For more information about ALMA, download this infosheet.
About Neglected Tropical Diseases (NTDs)
Neglected tropical diseases affect the poorest, most marginalised and most remote communities in the world. They are a consequence and cause of poverty as they thrive where access to clean water, sanitation and health care is limited. Their impact on individuals and communities can be devastating. Many of them cause severe disfigurement and disabilities. They impact on life expectancy, education and economic opportunities of affected individuals and the communities they live in.

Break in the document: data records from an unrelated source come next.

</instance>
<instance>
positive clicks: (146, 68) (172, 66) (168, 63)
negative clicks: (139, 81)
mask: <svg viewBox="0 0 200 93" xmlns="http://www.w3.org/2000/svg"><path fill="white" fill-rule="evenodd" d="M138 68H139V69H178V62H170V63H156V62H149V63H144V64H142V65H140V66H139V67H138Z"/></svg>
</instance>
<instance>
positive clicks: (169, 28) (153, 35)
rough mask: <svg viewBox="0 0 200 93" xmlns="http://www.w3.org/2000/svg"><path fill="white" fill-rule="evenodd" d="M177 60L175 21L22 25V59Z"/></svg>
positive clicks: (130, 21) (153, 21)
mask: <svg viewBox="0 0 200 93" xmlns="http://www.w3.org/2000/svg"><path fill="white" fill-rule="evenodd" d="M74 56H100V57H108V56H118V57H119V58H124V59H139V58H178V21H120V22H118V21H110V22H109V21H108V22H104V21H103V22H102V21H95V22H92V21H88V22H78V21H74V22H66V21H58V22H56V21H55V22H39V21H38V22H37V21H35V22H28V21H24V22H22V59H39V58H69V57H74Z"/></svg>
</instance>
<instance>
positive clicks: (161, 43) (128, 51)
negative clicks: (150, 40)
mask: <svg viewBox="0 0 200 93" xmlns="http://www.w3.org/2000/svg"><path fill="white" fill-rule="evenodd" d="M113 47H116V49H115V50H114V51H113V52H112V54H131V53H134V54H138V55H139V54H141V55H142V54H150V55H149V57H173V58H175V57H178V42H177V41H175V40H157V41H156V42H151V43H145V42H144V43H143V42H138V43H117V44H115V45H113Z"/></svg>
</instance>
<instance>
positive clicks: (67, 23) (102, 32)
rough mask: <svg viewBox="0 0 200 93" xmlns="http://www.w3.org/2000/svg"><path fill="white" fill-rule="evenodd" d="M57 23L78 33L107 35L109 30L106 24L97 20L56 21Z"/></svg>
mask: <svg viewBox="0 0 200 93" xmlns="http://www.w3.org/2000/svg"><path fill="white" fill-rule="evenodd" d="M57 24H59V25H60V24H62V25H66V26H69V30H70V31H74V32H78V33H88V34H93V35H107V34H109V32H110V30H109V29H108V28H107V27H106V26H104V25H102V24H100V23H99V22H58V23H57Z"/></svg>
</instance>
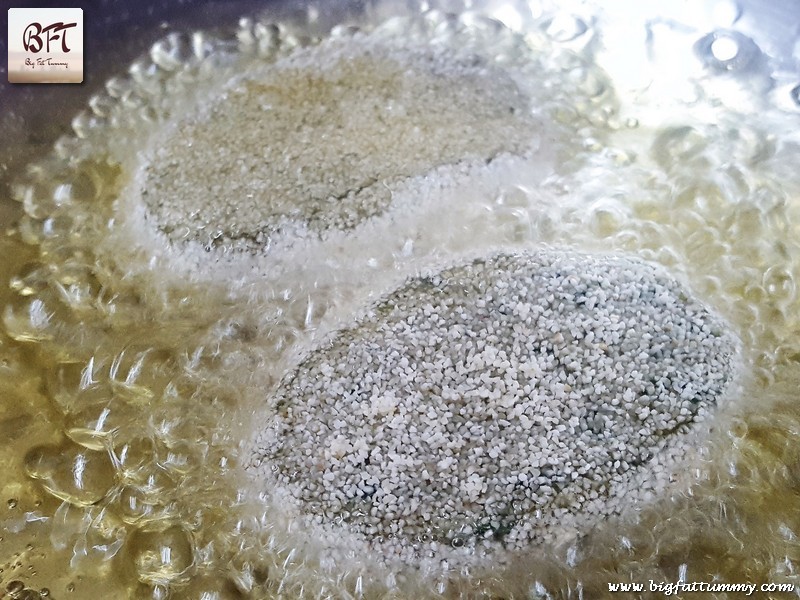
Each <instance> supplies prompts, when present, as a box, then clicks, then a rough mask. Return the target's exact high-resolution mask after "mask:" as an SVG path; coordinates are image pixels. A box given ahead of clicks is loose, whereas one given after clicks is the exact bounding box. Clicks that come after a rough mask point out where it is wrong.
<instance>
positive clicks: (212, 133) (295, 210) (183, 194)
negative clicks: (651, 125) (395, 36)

African Leaders Malaria Alliance (ALMA)
The African Leaders Malaria Alliance is a groundbreaking coalition of 49 African Heads of State and Government working across country and regional borders to eliminate malaria by 2030. They leverage collective knowledge and influence to bring about action and accountability to fight the continent’s most devastating diseases.
Uniting to Combat Neglected Tropical Diseases
Uniting to Combat NTDs is a group of organizations committed to achieving WHO’s 2020 goal to control and eliminate 10 NTDs. By working together, Uniting to Combat NTDs aims to chart a new course toward health and sustainability among the world’s poorest communities. Affiliated organizations have signed the London Declaration on NTDs, which was launched on 30 January 2012.